Eventually, sufficient time had passed for Lady Bracknell to bend her steps towards Blankstone's Magnificent Optical Emporium. (The website for this most welcoming of establishments is currently under construction, but Lady Bracknell has instructed her editor to provide a link to it once its pages contain anything of note.) Lady Bracknell was soon provided with a cup of coffee and invited by the charming Mr Blankstone to "show him her wares". (This invitation related, of course, to the spectacle frames which the editor had ordered on Lady Bracknell's instructions from the interwebnet: there is nothing improper in Mr Blankstone's dealings with his customers.)
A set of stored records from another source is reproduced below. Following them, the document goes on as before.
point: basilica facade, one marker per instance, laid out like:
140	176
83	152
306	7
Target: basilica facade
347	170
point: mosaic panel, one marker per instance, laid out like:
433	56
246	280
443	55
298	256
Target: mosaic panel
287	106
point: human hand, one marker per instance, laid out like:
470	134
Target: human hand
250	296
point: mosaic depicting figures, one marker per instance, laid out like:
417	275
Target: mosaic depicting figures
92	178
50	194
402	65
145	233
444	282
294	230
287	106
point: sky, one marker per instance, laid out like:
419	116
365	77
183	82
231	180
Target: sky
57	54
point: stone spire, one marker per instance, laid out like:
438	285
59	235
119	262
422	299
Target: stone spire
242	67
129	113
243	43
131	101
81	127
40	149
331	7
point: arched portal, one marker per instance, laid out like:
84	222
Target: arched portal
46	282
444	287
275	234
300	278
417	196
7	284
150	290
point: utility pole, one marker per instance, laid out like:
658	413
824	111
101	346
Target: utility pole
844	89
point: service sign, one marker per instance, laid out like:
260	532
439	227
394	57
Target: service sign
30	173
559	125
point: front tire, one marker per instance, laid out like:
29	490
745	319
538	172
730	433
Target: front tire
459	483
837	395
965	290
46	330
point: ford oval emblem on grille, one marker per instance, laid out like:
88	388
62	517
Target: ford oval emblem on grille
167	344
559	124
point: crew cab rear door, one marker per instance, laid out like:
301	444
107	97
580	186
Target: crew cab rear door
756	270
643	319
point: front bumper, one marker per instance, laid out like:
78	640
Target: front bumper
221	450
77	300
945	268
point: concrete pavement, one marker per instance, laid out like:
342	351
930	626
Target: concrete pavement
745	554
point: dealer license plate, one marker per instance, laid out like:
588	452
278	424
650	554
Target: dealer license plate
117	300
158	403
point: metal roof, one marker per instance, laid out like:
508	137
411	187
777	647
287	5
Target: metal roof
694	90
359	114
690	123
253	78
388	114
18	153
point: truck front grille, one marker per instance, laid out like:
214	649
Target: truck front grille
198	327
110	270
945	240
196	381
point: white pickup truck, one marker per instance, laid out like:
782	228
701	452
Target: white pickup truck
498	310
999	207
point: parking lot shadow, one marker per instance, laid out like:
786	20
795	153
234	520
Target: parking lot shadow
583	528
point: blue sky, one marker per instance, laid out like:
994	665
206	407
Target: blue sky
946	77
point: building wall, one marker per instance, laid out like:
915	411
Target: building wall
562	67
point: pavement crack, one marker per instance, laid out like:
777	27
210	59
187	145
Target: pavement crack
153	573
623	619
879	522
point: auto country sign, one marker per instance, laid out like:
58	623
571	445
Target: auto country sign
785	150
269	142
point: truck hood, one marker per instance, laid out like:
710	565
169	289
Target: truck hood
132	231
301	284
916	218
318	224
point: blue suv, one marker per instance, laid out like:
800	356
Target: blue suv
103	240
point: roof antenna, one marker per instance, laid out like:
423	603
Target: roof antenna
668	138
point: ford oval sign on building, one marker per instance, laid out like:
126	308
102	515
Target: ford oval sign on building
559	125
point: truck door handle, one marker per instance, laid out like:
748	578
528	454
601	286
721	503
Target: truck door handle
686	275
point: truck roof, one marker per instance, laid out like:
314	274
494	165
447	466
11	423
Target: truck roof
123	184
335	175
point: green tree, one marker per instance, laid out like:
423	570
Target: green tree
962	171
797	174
It has long been Lady Bracknell's preference to patronise small businesses over large chains wherever practicable. Unfortunately, her physical frailties quite often override her principles on this point. After all, when one needs to have one's groceries delivered to one's door, one has no option but to call on the services of Mr Sainsbury or Mr Tesco. But in the matter of opticians, Lady Bracknell stands firm. When one wishes to co-ordinate one's spectacle frames with one's handsome walking sticks, one must pay great attention to the calibre of frames one purchases. A shop from a large chain of opticians will display a great many spectacle frames, but none will have the individuality which a perfectionist such as her ladyship seeks.
Also, when Lady Bracknell is preparing to spend several hundreds of pounds, she chooses to do so in an establishment in which she is recognised and greeted by name when she arrives. The fact of having worked in the service industry herself in her youth has rendered Lady Bracknell peculiarly sensitive to standards of customer care. She had used to frequent a more local optician, but has removed her custom from them in light of the unwelcoming attitude of their receptionist, a woman for whom customers were clearly an inconvenience which interfered in her lengthy telephone conversations with her family and friends.
Mr Blankstone and his staff offering an exceptionally high level of care and consideration for their customers, Lady Bracknell need look no further for an optical establishment to frequent. These beautiful spectacles
having been ordered, Lady Bracknell hopes to return within the week to collect them and, if necessary, have them adjusted to fit her aristocratic visage.
Lady Bracknell wishes to extend her grateful thanks to all those who asked after her, or who wished her well, during her extended absence from what she believes is called, "the blogosphere". Although not yet quite restored to full health, she is well on the road to recovery. Blog entries may remain sparse for the immediate future, but Lady Bracknell will write again when stamina permits.